Part of the Cleveland skyline on a day that was frigid but not sunny.  Actually, it didn't feel that bad.  The skyscraper on the right is the 708-foot-high Terminal Tower, the fourth-tallest building in the world when it was dedicated in 1930. It originally was an office building atop a new railroad station.  Now it's atop a casino, shopping mall, and hotel.
Five opulent theaters opened in 1921 and 1922 in downtown Cleveland; by the late 1960s four had shut their doors.  They've since been restored and a couple of new ones added to what is known as "Playhouse Square."
This 20-foot long chandelier hangs over the street at the corner of 14th Street and Euclid Avenue in downtown Cleveland's Playhouse Square.
Rotunda gracing a newly opened (just last week) Heinen's grocery store in downtown Cleveland.
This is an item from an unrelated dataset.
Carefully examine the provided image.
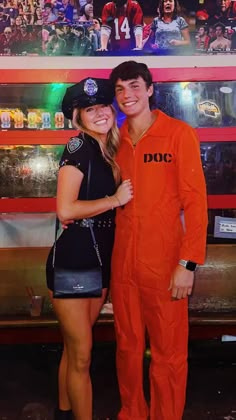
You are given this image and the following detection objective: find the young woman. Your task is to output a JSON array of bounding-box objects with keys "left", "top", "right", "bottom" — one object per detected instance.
[{"left": 47, "top": 78, "right": 133, "bottom": 420}]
The upscale supermarket is in the beautifully renovated Cleveland Trust Bank building.
Suzie, Paul and Bob at Heinen's "Sip, Swirl, Savor" wine tasting station.  You buy a smart card, slide it like a credit card, select the wine you want and the amount, place an actual wine glass (no plastic cups here) under a spout, and voila!
After staying two nights with Bob and Suzie, Paul and I drove to my Mom's via the town of Medina, where nearly 100 ice sculptures -- including this doggie -- grace the town square. They were carved in mid-January.